At the end of the semester the students should be able to:

  1. Formulate a decision problem as a data mining problem;
  2. Identify the basic tasks in knowledge discovery from data bases;
  3. Identify and use the main methods in solving data mining problems;
  4. Apply the main methods and algorithms for each mining task;
  5. Apply the  main  methods  and  algorithms  in  real-world  problems  and adapt to new contexts

Learning outcomes and competences

Knowledge of how to formulate a problem as a problem of knowledge extraction. Ability to apply methods / algorithms to a new problem of data analysis, and evaluate the results and understand the functioning of the methods studied.

Working method

Presencial

Program


  • Introductory Concepts


– Introduction to Knowledge Discovery in Data Bases


∗ From OLAP to On-Line Analytical Mining;


∗ Data Mining tasks;


– Cluster Analysis


∗ Cluster Analysis:  concepts and methods;


∗ Partitioning and Hierarchical Methods;


– Association Analysis


∗ Frequent pattern mining;


∗ Frequent Sequence mining;


– Predictive Data Mining:  Classification and Regression.


∗ Optimization Methods:  Artificial Neural Networks;  Support Vector Machines.


∗ Probabilistic Methods:  Bayesian Classifiers;


∗ Search based Methods:  Decision Trees and Rules.

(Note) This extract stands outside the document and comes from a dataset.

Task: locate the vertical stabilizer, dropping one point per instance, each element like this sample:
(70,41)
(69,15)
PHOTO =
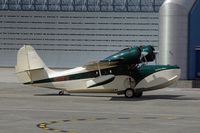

– Evaluation in Predictive Data Mining.


∗ Evaluation:  goals and perspectives;


∗ Loss Functions and Cost-benefit analysis;


∗ Bias-Variance analysis;


– Ensembles and Multiple Models


∗ Concepts and methods;


∗ Combining Homogeneous Models;


∗ Combining Heterogeneous models;



  • Advanced Topics


– Social Network Analysis


∗ Concepts and methods;


∗ Evolution of Networks;


– Text Mining


∗ Concepts and methods;


∗ Information retrieval;


∗ Document classification;


– Web Mining and Link Analysis


∗ Concepts and methods;


∗ Web and Structure mining;


∗ Link analysis;


– Big Data and Data stream Mining


∗ Big Data:  Applications and tools


∗ Concepts and methods;


∗ Summarizing data streams;


∗ Knowledge discovery from data streams;


– Data Mining Standards and Processes

Mandatory literature

J. Gama, A. Carvalho, K. Faceli, A. Lorena, M. Oliveira; Extração de Conhecimento de Dados - Data Mining, Sílabo, 2012
Jiawei Han e Micheline Kamber; Data Mining, Concepts and Techniques, Morgan Kaufmann, 2006
J. Gama; Knowledge Discovery from Data Streams, CRC Press, 2010

Teaching methods and learning activities

The teaching method consists of theoretical-practical classes. 

Evaluation Type

Distributed evaluation without final exam

Assessment Components

designation Weight (%)
Participação presencial 10,00
Trabalho prático ou de projeto 90,00
Total: 100,00

Amount of time allocated to each course unit

designation Time (hours)
Elaboração de projeto 28,00
Estudo autónomo 28,00
Frequência das aulas 28,00
Total: 84,00

Eligibility for exams

Submit assignment

Calculation formula of final grade

The evaluation consists of home-works.